Pasta with Creamy Spinach Pesto
|Raw spinach leaves||4 Cup (64 tbs), stemmed and thoroughly washed (Packaged, From 3/4 Pound Bunch)|
|Garlic||3 Clove (15 gm), peeled|
|Hoop cheese||1⁄2 Pound|
|Grated parmesan cheese||1 Ounce|
|Reduced chicken broth||1 Cup (16 tbs)|
|Finely shredded basil leaves||2 Tablespoon (Fresh)|
|Finely chopped italian parsley||2 Tablespoon (Fresh)|
|Dried oregano||1 Teaspoon|
|Freshly ground black pepper||1⁄4 Teaspoon|
|Pasta||1 Pound, cooked, drained|
Bring a large pot of water to a full rolling boil.
Add the spinach leaves and parboil for about 30 seconds.
Drain well, rinse briefly in cold running water to cool the spinach, and squeeze out as much moisture as you can from the spinach with your hands.
Put the garlic in a food processor fitted with the metal blade.
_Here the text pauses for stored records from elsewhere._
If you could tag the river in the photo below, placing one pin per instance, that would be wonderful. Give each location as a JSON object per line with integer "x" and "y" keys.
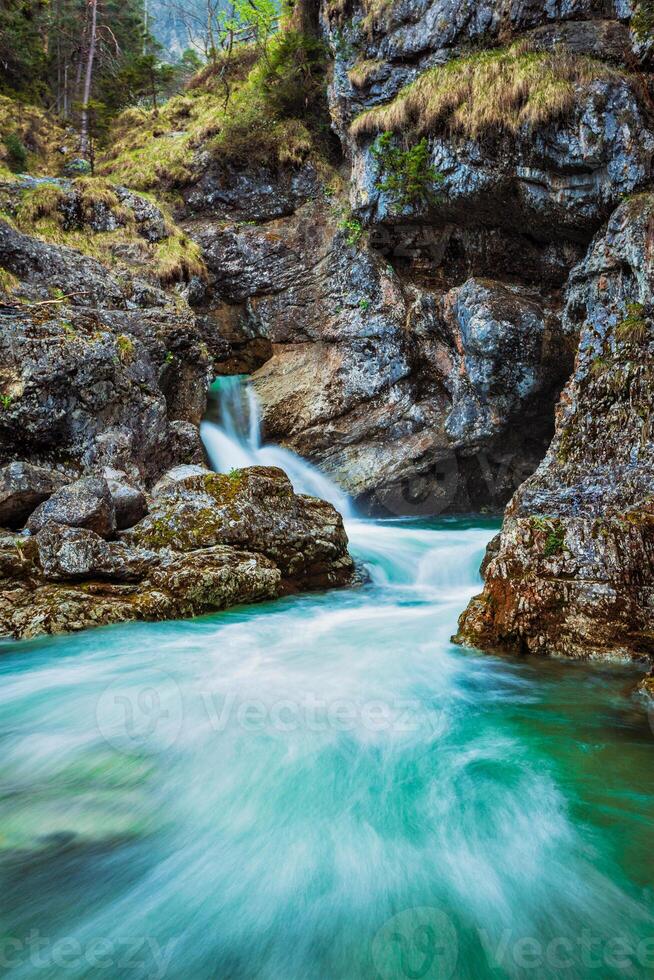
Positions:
{"x": 323, "y": 787}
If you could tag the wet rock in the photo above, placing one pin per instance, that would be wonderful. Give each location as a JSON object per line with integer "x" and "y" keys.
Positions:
{"x": 22, "y": 488}
{"x": 254, "y": 509}
{"x": 574, "y": 571}
{"x": 86, "y": 503}
{"x": 129, "y": 503}
{"x": 178, "y": 474}
{"x": 209, "y": 542}
{"x": 76, "y": 553}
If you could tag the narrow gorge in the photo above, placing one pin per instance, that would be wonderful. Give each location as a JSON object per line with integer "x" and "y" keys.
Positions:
{"x": 327, "y": 493}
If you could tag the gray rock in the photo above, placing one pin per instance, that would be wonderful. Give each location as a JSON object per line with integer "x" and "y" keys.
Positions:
{"x": 573, "y": 572}
{"x": 22, "y": 488}
{"x": 67, "y": 553}
{"x": 170, "y": 480}
{"x": 129, "y": 503}
{"x": 86, "y": 503}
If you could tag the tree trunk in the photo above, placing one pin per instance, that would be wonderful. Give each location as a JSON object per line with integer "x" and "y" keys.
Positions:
{"x": 88, "y": 78}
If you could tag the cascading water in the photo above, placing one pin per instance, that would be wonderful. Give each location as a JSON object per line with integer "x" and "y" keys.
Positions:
{"x": 235, "y": 440}
{"x": 322, "y": 787}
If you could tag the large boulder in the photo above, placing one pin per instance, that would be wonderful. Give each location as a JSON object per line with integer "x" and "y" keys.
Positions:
{"x": 256, "y": 509}
{"x": 210, "y": 541}
{"x": 129, "y": 502}
{"x": 22, "y": 488}
{"x": 85, "y": 503}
Pulse the machine, stopping to scrape down the bowl, until the garlic is finely chopped.
Add the spinach and all the remaining ingredients.
Pulse the machine a few times to chop the spinach coarsely.
Scrape down the bowl.
Then process until the mixture is finely pureed.
Toss with cooked pasta the moment the pasta has been drained.